Van Zijderveld setzt darauf, dass die zahlreichen Bauprojekte in diesem Jahr auch bei der Infrastruktur spürbare Fortschritte bringen. Die für das Schienennetz zuständige DB InfraGo hat für 2026 rund 28.000 Baustellen vorgesehen.
Zuletzt lag die Pünktlichkeit im Nahverkehr im März 2025 über der Marke von 90 Prozent. Im April 2026 wurden 89,1 Prozent erreicht. Nach den Worten des Managers bleibt das Ziel, wieder stabil oberhalb dieser Schwelle zu liegen. Im Regionalverkehr sind die Werte traditionell besser als im Fernverkehr, was unter anderem an kürzeren Strecken und einer deutlich höheren Zahl an Fahrten liegt. Einzelne Verspätungen wirken sich dadurch statistisch weniger stark aus.
Schlechter Zustand des Netzes bleibt größtes Problem
Als Hauptursache für Verspätungen gilt weiterhin die vielerorts sanierungsbedürftige Infrastruktur. Das Schienennetz ist an zahlreichen Stellen verschlissen. Im vergangenen Jahr wurden mit rund 26.000 Baustellen und Investitionen von knapp 19,9 Milliarden Euro zwar weitere Verschlechterungen verhindert, eine echte Verbesserung des Gesamtzustands blieb aber aus. Für das laufende Jahr stehen etwa 23 Milliarden Euro bereit.

Hinzu kommen stark belastete Knotenpunkte, vor allem in großen Städten. Dort stoßen Fahrpläne laut van Zijderveld teils an ihre Grenzen. Wenn die Infrastruktur bereits stark ausgelastet sei, könnten schon kleine Störungen große Auswirkungen haben, weil die Züge in dichtem Takt unterwegs seien.
Kleine Eingriffe könnten viel bewirken
Eine Möglichkeit zur Entlastung wäre zwar, das Angebot zu reduzieren. Politisch gilt das jedoch als äußerstes Mittel, das möglichst vermieden werden soll. Niemand wolle das Signal senden, Zugverbindungen zu streichen.

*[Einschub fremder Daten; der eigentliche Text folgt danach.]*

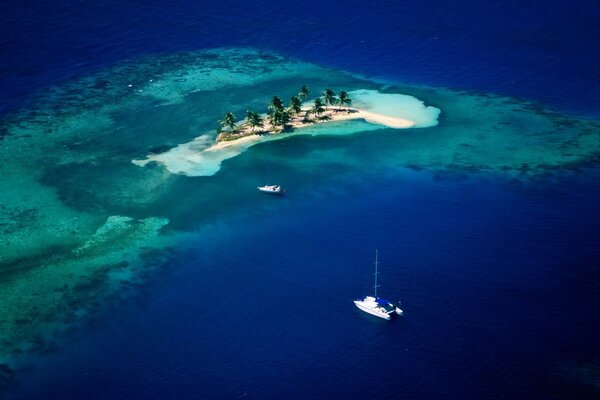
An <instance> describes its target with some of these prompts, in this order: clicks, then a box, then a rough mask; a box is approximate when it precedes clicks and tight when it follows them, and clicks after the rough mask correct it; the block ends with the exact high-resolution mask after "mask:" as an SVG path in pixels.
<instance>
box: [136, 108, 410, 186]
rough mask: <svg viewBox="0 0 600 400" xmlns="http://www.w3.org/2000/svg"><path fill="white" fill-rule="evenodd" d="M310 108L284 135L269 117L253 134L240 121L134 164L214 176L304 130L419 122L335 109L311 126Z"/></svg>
mask: <svg viewBox="0 0 600 400" xmlns="http://www.w3.org/2000/svg"><path fill="white" fill-rule="evenodd" d="M309 110H310V107H303V108H302V111H301V112H300V113H298V114H297V115H295V116H294V117H293V118H292V120H291V121H290V123H289V124H288V125H287V127H286V129H285V130H284V131H282V130H281V127H274V126H272V125H271V124H270V123H269V121H268V118H267V116H266V115H263V120H264V126H263V127H262V128H261V129H255V130H252V129H251V128H250V127H249V126H247V125H246V120H243V121H240V122H239V123H238V124H237V126H236V132H237V133H235V134H231V133H224V134H221V135H220V136H219V137H217V140H216V141H214V140H213V139H212V137H211V136H210V135H208V134H205V135H202V136H199V137H196V138H194V139H193V140H192V141H190V142H187V143H183V144H180V145H179V146H177V147H174V148H173V149H171V150H169V151H167V152H164V153H158V154H154V153H151V154H148V155H147V156H146V158H145V159H143V160H132V162H133V164H135V165H138V166H140V167H143V166H145V165H146V164H148V163H149V162H157V163H160V164H163V165H164V166H165V167H166V168H167V170H168V171H169V172H171V173H176V174H186V175H189V174H190V171H194V172H193V173H191V175H193V176H195V175H212V174H214V173H215V172H216V171H218V170H219V168H220V164H221V162H222V161H224V160H226V159H228V158H231V157H235V156H237V155H238V154H240V153H241V152H242V151H244V150H246V149H247V148H249V147H251V146H253V145H255V144H257V143H260V142H263V141H266V140H273V139H277V138H279V137H285V135H286V132H290V131H297V133H301V131H302V130H303V128H307V127H311V126H315V125H320V124H326V123H331V122H337V121H348V120H356V119H363V120H365V121H367V122H369V123H372V124H378V125H383V126H387V127H390V128H395V129H406V128H412V127H414V126H415V122H414V121H412V120H409V119H405V118H400V117H393V116H389V115H385V114H380V113H376V112H373V111H366V110H363V109H360V108H356V107H343V108H341V109H340V108H339V106H332V107H328V108H327V109H325V110H324V111H323V112H322V113H321V114H320V115H319V118H318V119H317V118H315V117H314V116H313V115H311V116H310V117H311V118H310V119H309V120H308V121H309V122H307V121H306V120H305V119H304V115H305V113H306V112H308V111H309Z"/></svg>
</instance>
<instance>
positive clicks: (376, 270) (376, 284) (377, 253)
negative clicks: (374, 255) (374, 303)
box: [373, 249, 379, 298]
mask: <svg viewBox="0 0 600 400" xmlns="http://www.w3.org/2000/svg"><path fill="white" fill-rule="evenodd" d="M378 264H379V250H378V249H375V286H374V287H373V289H375V298H377V288H378V287H379V286H377V274H379V272H377V265H378Z"/></svg>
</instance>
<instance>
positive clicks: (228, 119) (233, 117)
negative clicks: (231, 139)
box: [220, 112, 235, 130]
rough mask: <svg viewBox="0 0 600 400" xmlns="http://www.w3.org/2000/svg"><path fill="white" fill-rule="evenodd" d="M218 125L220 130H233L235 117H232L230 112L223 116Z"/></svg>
mask: <svg viewBox="0 0 600 400" xmlns="http://www.w3.org/2000/svg"><path fill="white" fill-rule="evenodd" d="M220 125H221V127H222V128H229V129H231V130H233V128H235V115H233V113H231V112H229V113H227V114H225V117H223V119H222V120H221V122H220Z"/></svg>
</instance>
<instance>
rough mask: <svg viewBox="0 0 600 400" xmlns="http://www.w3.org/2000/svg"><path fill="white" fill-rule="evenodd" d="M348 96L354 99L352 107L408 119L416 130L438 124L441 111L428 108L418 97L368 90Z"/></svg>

Van Zijderveld begrüßte deshalb die politischen Debatten über einen robusteren Fahrplan. Schon mit vergleichsweise kleinen Anpassungen lasse sich viel erreichen. Eine vom Bundesverkehrsministerium eingesetzte „Taskforce zuverlässige Bahn“ hatte im März unter anderem zusätzliche Pufferzeiten und sogenannte Jokergleise empfohlen.
Darunter versteht man Gleise in Bahnhöfen, die im Regelbetrieb freigehalten werden, um bei Störungen flexibler reagieren zu können. Solche Reserven könnten Engpässe kurzfristig entschärfen. Auch sogenannte Flex-Abfahrten stehen zur Diskussion: Züge könnten dann beispielsweise schon eine Minute vor der offiziell veröffentlichten Zeit abgefertigt werden, um pünktlicher zu starten.
DB Regio verzeichnet mehr Fahrgäste
Bei den internen Themen sieht sich DB Regio nach Angaben des Unternehmens auf Kurs. Van Zijderveld verwies darauf, dass die wegen Personalmangels ausgefallenen Zugkilometer in den vergangenen drei Jahren dank 20.000 neu eingestellter Mitarbeiterinnen und Mitarbeiter um 80 Prozent gesenkt worden seien.
Zudem ist die Zahl der Reisenden im Regionalverkehr zuletzt deutlich gestiegen. Der Manager führt das auch auf höhere Benzinpreise zurück. Im April habe es 12 Millionen Fahrgäste mehr gegeben als im Vorjahresmonat, was einem Plus von knapp zehn Prozent entspreche. Das Deutschlandticket sei gerade in Zeiten unsicherer Kraftstoffpreise wegen seiner einfachen Struktur und seines vergleichsweise günstigen Preises eine große Unterstützung, auch wenn der ursprüngliche Preis von 49 Euro nicht dauerhaft gehalten werden konnte.
Sommeraktion rund um das Deutschlandticket
Der Preis für das Deutschlandticket liegt derzeit bei 63 Euro im Monat. Bahn und andere Verkehrsunternehmen entscheiden darüber nicht selbst; die Höhe wird politisch zwischen Bund und Ländern festgelegt.
Um das Ticket im Sommer dennoch attraktiver zu machen, plant die Bahn eine Sonderaktion. Wer das Deutschlandticket neu über die Kanäle der DB bucht, soll eine Probe-Bahncard 25 für 5,99 Euro erhalten. Normalerweise kostet diese in der 2. Klasse 19,90 Euro und gilt drei Monate. Mit ihr erhalten Kundinnen und Kunden 25 Prozent Rabatt auf Fernverkehrstickets. Nach Angaben von van Zijderveld profitieren Reisende damit nicht nur im Nahverkehr, sondern auch bei Fahrten im Fernverkehr von besseren Konditionen.